CDS PUANI DÜŞTÜ, AMA HALA ÇOK YÜKSEK

Dönelim İsrail-Filistin savaşına… Anladık ki Cumhurbaşkanı Erdoğan için seçmen tabanına mesaj vermek, Türkiye ekonomisinin sorunlarından daha öncelikli! Bunu ‘Türkiye Ekonomi Modeli’ denen, o akıldışı ekonomi-politikasındaki ısrarından biliyoruz. Yani yeni yol kazaları bekleyebiliriz. Birikmiş tüm ekonomik sorunların yanı sıra, Türkiye’yi bu savaş sürecinde diğer gelişen ekonomilerden negatif ayrıştıracak bir etken de siyasi iktidar! Söz gelimi, böyle giderse biraz toparlanmış olan CDS’imiz de yeniden yükselmeye başlayabilir. Oysaki, daha düne kadar, ‘makul bir arabulucu’ rolüne soyunmuş bir hükümet vardı. Bugün Batı sermayesinin ‘Hamas dostu’ olarak kodladığı başka bir şey…

Sonuçta gidişatını pek de öngöremediğimiz bir savaşı izliyoruz. Öyle ya da böyle, İsrail’in Gazze topraklarında Hamas’a karşı ölçeği belirsiz bir kara harekatı yapması çok muhtemel. İsrail, vatandaşlarını güçlü devlet olduğuna ancak bu şekilde ikna edebilir. Aynı şekilde bölge ülkelerine de bu mesajı vermezse, caydırıcılığını kaybetme riskiyle karşı karşıya… Öyleyse, en azından sınırlı bir kara harekatı bekleyebiliriz.

KÜRESEL YATIRIM İKLİMİ DAHA DA KÖTÜYE GİDİYOR

Bu durumda, zaten pek de parlak durumda olmayan küresel ticaret ikliminin daha da bozulacağı aşikar. Bazı göstergeler de bunu işaret ediyor, söz gelimi navlun ücretleri düşüyor. Baltık Kuru Yük Endeksi, son iki haftada 2,100 seviyelerinden 1,800 seviyelerine gerilemiş durumda. Yine yatırım iştahının iyiden iyiye kesilme riski var. Borsalarda yaşanan düşüşler bunu işaret ediyor.
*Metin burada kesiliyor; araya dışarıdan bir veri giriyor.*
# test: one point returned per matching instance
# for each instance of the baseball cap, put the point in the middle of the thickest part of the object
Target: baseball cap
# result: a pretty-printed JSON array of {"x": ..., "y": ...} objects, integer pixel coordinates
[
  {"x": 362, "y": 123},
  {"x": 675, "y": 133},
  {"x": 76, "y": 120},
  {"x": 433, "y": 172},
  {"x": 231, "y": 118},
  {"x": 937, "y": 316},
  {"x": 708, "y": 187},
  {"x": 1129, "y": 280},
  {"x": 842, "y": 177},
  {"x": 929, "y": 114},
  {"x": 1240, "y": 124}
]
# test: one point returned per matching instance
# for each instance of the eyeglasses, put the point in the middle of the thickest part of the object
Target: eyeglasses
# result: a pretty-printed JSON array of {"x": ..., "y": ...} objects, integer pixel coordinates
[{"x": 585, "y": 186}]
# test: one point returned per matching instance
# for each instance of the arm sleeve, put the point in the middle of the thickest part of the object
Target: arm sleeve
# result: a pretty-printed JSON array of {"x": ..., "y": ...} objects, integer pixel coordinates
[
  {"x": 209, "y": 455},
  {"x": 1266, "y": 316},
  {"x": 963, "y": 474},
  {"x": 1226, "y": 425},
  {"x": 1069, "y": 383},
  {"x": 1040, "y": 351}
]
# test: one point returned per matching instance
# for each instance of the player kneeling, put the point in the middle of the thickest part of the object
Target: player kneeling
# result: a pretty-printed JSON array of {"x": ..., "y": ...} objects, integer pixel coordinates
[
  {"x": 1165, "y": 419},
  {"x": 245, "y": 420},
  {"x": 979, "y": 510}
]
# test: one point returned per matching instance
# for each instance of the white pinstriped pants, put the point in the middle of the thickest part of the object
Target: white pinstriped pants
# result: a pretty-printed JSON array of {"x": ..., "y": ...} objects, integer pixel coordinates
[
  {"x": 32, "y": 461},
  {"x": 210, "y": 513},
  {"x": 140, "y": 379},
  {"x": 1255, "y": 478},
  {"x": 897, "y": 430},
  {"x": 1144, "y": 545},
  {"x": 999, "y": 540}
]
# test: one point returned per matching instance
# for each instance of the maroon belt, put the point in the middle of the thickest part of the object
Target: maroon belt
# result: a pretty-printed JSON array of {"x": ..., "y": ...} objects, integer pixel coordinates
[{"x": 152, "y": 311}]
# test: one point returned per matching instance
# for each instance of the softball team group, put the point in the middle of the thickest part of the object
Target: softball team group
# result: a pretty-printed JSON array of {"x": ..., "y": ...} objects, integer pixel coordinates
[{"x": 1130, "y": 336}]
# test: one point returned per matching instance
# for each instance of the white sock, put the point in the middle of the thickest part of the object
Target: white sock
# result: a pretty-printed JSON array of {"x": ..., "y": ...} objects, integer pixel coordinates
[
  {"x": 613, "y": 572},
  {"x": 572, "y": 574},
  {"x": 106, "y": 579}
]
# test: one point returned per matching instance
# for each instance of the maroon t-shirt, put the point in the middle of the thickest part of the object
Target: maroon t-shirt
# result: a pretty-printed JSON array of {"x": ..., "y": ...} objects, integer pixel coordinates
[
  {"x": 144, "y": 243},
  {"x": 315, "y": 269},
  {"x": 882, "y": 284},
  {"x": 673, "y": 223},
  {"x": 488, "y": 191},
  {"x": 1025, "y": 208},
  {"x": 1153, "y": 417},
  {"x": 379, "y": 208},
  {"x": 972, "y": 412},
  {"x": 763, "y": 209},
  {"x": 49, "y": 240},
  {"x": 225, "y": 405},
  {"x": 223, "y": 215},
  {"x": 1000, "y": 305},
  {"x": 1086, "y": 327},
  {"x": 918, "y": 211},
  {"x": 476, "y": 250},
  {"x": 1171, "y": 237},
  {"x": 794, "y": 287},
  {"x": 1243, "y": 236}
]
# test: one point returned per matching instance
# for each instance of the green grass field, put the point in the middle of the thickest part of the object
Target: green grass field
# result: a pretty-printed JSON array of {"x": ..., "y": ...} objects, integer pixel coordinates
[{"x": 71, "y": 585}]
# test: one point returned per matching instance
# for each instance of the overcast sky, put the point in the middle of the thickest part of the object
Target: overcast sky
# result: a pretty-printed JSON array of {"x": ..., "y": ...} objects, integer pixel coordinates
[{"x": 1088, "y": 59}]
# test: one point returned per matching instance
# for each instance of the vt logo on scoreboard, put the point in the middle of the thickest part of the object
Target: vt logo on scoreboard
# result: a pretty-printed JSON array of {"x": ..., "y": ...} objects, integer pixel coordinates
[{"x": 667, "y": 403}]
Aynı şekilde, ABD 10 yıllık tahvillerinin getirisi yüzde 4.9’larda, ki yüzde 5 seviyesi ciddi bir sorun demek. Böylesi bir ortamda yabancı sermaye akışının da sekteye uğramasını beklemek gerekir. Küresel sermayenin Türkiye gibi CDS puanları hala çok yüksek olan gelişen ekonomileri tercih etmesi çok zor. Sıcak para bile ancak çok yüksek getirili ve kısa vadeli enstrümanları tercih edecektir. Merkez bankalarının savaş sürecinde nasıl davranacağı ayrı bir merak konusu… Enerji fiyatlarındaki artış eğilimi, ilk kez bu kadar inatçı bir profil çizen enflasyonun düşüş eğilimini tersine çevirebilir. Ve henüz ne Fed ne de Avrupa Merkez Bankası enflasyon hedeflerini tutturamamışken! Bunun anlamı sıkı para politikasının kısa vadede son bulmayacağı, bu da Türkiye gibi dış kaynağa çok fazla gereksinim duyan ülkeler için kötü haber! Ve bu senaryoda hala bölgesel bir savaş ya da İran’ın Hürmüz Boğazı’nı kapatma ihtimali yokken durum böyle.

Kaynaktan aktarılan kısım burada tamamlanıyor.